The sophomore broke alertly before settling in a cozy spot along the rail a couple of lengths behind the 2-5 favorite Little Skiff, who was joined on the lead early by first-timer Shikaka. Little Skiff, with bug boy Avery Whisman up, took over rounding the turn, went clear in upper stretch, but began to wander towards the outside, finishing the race well out in the middle of the class.

Given an inviting seam, Russell and Fionnbharr shot through it and went on to the victory. Little Skiff held second, while Alleria rallied for third.

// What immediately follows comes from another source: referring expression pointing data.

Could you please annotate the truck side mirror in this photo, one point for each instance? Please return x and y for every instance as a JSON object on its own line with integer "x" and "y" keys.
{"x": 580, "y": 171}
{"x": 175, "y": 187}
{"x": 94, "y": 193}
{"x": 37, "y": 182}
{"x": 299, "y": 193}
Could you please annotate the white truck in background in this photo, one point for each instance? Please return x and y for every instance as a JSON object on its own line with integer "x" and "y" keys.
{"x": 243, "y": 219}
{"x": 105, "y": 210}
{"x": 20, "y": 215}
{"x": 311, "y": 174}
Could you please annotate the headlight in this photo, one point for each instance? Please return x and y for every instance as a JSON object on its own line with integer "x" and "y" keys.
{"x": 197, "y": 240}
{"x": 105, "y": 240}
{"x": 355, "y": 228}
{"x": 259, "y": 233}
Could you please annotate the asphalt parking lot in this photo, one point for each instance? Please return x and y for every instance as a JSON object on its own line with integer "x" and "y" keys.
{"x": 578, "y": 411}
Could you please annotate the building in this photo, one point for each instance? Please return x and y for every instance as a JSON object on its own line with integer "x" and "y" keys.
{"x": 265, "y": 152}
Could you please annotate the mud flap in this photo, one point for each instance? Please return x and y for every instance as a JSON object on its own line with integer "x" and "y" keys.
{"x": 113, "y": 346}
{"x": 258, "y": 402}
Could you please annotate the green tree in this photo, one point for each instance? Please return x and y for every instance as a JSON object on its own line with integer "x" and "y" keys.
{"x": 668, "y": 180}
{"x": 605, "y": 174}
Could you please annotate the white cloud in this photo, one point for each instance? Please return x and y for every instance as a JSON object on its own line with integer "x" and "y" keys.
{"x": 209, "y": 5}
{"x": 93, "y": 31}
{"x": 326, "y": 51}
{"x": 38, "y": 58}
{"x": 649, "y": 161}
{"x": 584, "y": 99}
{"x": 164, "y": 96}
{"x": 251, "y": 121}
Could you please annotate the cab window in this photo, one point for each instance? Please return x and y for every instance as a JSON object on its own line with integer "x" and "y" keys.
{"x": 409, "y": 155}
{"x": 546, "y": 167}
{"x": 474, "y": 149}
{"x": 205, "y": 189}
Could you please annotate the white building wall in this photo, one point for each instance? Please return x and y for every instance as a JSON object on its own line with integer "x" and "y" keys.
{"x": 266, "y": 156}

“She broke really well,” Cooney explained. “She was in a good position [in her first race at Delaware Park] — she also broke well — but she was a little green and when horses were around her, [Russell] said she backed off just a little bit, so she wasn’t as forwardly placed last time. When the gap opened up, and Sheldon said go, she went.”

Fionnbharr now has a win from two starts — just like Mom did eight years ago — with earnings of $26,540.

Of course, if Fionnbharr could go on to anything like the career of her dam, that would be wonderful news for Cooney, who is the trainer, owner, and breeder of the Virginia-bred. Embarr won five stakes, earned just shy of $360,000, and was graded stakes-placed in her career, which ended in 2014.

“She’s very much like her mother except she’s not nervous,” Cooney said of Fionnbharr. “She’s really determined. She’s aggressive with other horses and wants her own way. It’s her world and we’re living in it. She lets us hang around with her.”

The whole family is something of a labor of love for Cooney. She also owned and trained Embarr’s dam, In Too Deep, by The Deep, and bred, owned, and trained Embarr. So she knew what to look for when it came time to send Embarr to the breeding shed four years ago.

“At the time I was looking for a stallion that wasn’t too big because that was going to be her first foal, and she’s a small mare,” she explained. “I was looking for turf or synthetic, and on paper [Exchange Rate] matched really well.”

Cooney said that, if all goes to plan, Fionnbharr will make her next start in her home state, at the new Colonial Downs. The track offers four stakes for Virginia-bred or -sired runners on August 10, including a pair for older fillies and mares, the one-mile Nellie Mae Cox and the 5 1/2-furlong M. Tyson Gilpin.

“We’re thrilled [with Colonial’s rebirth]. We’re really happy,” Cooney said. “The new owners, the management and everybody, really seem like they want to make it a success, which is a nice change. I’m really excited. With the purses we’re offering, I think we’re gonna get good horses and good racing, and everybody’s going to stand up and notice.”